节点文献

MPI高性能云计算平台关键技术研究

Research on Key Technologies of the MPI-based High Performance Cloud Computing Platform

【作者】 郭羽成

【导师】 杨克俭;

【作者基本信息】 武汉理工大学 , 计算机应用技术, 2013, 博士

【摘要】 云计算是一种新近流行的计算模式,是目前进行海量数据处理的主要技术手段。现有云计算平台技术虽然已较为成熟,但在处理兼具数据密集和计算密集的一类问题上仍有不足,效率较为低下。
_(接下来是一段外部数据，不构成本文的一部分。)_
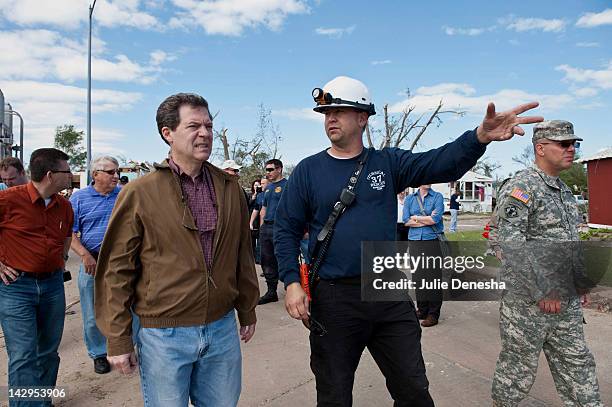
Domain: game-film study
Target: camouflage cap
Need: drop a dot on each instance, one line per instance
(557, 130)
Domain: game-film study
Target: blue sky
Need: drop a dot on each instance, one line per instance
(240, 53)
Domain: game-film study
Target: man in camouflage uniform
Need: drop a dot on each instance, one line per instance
(534, 233)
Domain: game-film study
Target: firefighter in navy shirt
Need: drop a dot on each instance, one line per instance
(390, 330)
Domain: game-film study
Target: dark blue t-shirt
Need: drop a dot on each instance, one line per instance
(272, 196)
(315, 185)
(454, 204)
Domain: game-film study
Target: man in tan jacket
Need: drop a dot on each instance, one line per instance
(177, 252)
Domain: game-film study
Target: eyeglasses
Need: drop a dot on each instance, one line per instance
(565, 143)
(110, 172)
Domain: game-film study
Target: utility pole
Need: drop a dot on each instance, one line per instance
(91, 7)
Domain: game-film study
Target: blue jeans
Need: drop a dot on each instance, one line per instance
(94, 340)
(202, 363)
(32, 318)
(453, 226)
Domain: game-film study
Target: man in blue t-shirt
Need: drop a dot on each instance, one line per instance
(272, 196)
(454, 209)
(390, 330)
(423, 212)
(92, 208)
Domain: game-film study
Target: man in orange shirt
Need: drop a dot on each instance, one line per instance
(35, 234)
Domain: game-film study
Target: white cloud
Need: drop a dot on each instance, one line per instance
(232, 17)
(461, 96)
(158, 57)
(464, 31)
(588, 44)
(335, 32)
(46, 105)
(70, 14)
(585, 92)
(590, 20)
(601, 79)
(441, 88)
(528, 24)
(45, 54)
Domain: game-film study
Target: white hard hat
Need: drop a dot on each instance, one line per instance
(230, 164)
(343, 91)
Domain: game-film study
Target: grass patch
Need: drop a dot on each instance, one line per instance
(467, 236)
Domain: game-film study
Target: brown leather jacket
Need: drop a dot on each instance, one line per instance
(152, 258)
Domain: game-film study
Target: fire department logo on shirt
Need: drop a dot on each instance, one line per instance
(377, 180)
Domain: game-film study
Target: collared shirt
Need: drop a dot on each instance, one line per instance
(433, 201)
(202, 202)
(92, 211)
(32, 235)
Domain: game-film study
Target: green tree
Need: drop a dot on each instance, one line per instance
(70, 141)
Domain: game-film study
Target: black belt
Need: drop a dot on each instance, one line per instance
(39, 276)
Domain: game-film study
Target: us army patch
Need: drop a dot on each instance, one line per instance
(511, 211)
(520, 195)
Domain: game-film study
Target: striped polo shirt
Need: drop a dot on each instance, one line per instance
(92, 212)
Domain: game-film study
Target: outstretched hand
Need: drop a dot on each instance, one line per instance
(504, 125)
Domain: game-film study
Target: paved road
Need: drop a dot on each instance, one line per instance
(460, 354)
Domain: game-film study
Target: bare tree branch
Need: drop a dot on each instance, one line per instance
(431, 118)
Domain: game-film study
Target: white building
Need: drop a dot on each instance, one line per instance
(477, 191)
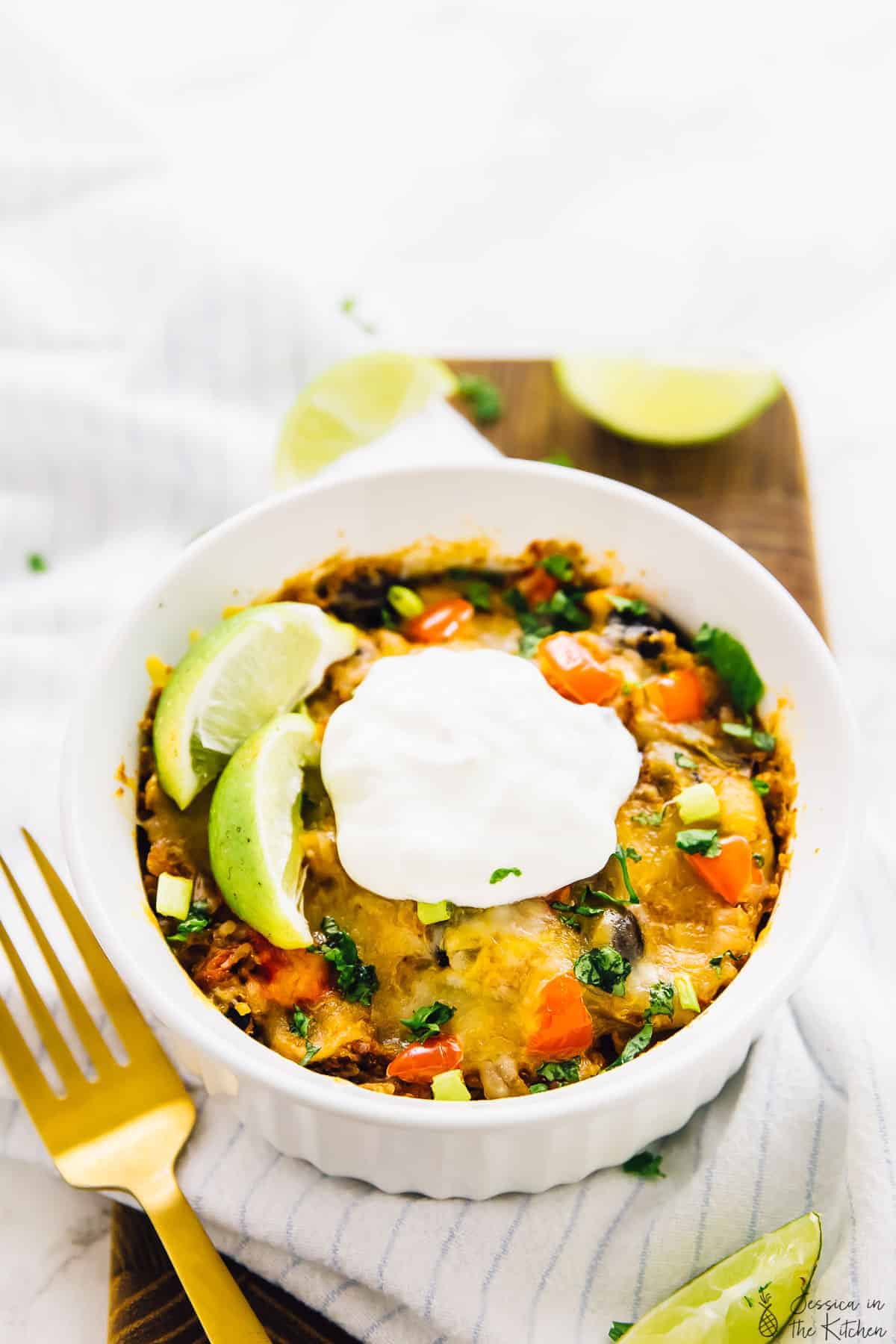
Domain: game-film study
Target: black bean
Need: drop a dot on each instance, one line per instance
(625, 932)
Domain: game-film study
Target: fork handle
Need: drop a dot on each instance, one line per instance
(220, 1307)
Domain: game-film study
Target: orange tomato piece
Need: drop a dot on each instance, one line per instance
(538, 586)
(729, 873)
(440, 621)
(422, 1061)
(564, 1024)
(679, 697)
(575, 672)
(290, 977)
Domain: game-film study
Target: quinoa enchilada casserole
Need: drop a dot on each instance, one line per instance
(464, 833)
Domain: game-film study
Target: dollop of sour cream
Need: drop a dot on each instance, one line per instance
(448, 766)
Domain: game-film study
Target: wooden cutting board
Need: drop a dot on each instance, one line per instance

一方面,目前主流平台底层普遍采用虚拟化技术,所有软件和应用均运行在虚拟硬件之上,从而带来了一定程度上性能的降低,有文献指出,其性能损耗可达20%左右,本文使用非虚拟化方法构建云计算平台底层的模拟环境,在其上对其性能进行测试,实验表明,虚拟化技术的效率只有非虚拟化技术的50-70%;另一方面,现有云计算MapReduce模型,对中间数据采用先存储、再转发处理的策略,当中间数据规模变大时,产生了大量无用的远程I/O操作,其效率不能满足高性能计算的应用需求。本文在深入分析、研究现有云计算平台的缺点和MPI (Message Passing Interface)技术容错容灾能力的基础之上,自主研发了一种基于MPI的高性能云计算平台原型系统(MPI-based HPCCP)。该云平台不经过虚拟化,直接使用异构计算节点构建云平台底层;采用增加多级容错容灾功能的MPI技术和多线程技术重写MapReduce编程模型,避免大量无用的I/O操作,从而提高云计算的效率,以满足兼具数据密集和计算密集的海量数据高性能计算问题对云计算的需要。本文提出的"MPI高性能云计算平台”的主要创新点如下:1.针对现有云计算平台底层性能损失较大的问题,提出了一种云计算平台底层的非虚拟化构建方法。本文在节点异构环境下,不使用目前流行的虚拟化技术,而是利用MPI良好的异构环境开发能力,直接使用异构硬件架设云基础设施服务层,减少了虚拟化对云底层硬件性能的影响,从而提高了云平台效率,实验表明虚拟化技术的性能只有非虚拟化技术的50%-70%.这是本文的一个重要创新点。2.针对目前MPI在容灾能力上的不足,本文改进了MPI的容灾技术,提出并设计实现了一种MPI的多级容灾方案。虽然MPI有进行高性能计算的优异能力,但容灾能力一直以来是MPI的一个重要缺陷。此缺陷限制了MPI在海量数据处理上的应用。不解决此问题,无法将MPI技术应用于云计算之中。本文着重研究了MPI容错容灾技术,实现了“作业重调度”,“作业/任务恢复”和“动态任务迁移”三个不同层次的容灾方案,弥补了MPI容灾能力的不足,是本文的一个重要特色和创新点。3.针对现有云计算编程模型MapReduce计算效率的不足,本文提出并实现了一种基于多级容错MPI的MapReduce模型。现有MapReduce模型的数据传递由分布式文件系统所封装,计算过程中需要不断重复的对分布式文件系统进行I/O操作,从而影响了计算效率。本文使用多级次容灾MPI重写MapReduce编程模型,对中间结果进行直接处理,减少不必要的I/O操作,提高了云计算速度和效率,执行时间是当前主流云平台Hadoop的25%,这是本文的重要特色和创新点。本文从系统分片大小对性能的影响,多级容灾的健壮性、效率,新云计算平台的总体性能方面进行了详细的测试与分析。并将新云计算平台与传统Hadoop平台进行了比较。实验表明本文提出的MPI高性能云计算平台的执行效率是传统Hadoop平台的4倍以上。在文章的最后,本文对本文所做的研究进行了工作总结。并简要说明了有待于进一步研究的问题及将来的研究计划。本文下一步将针对如何解决各节点计算有依赖性的问题,以及如何在本平台实现节点间MPI并行、节点内CPU+GPU并行的问题进一步展开研究。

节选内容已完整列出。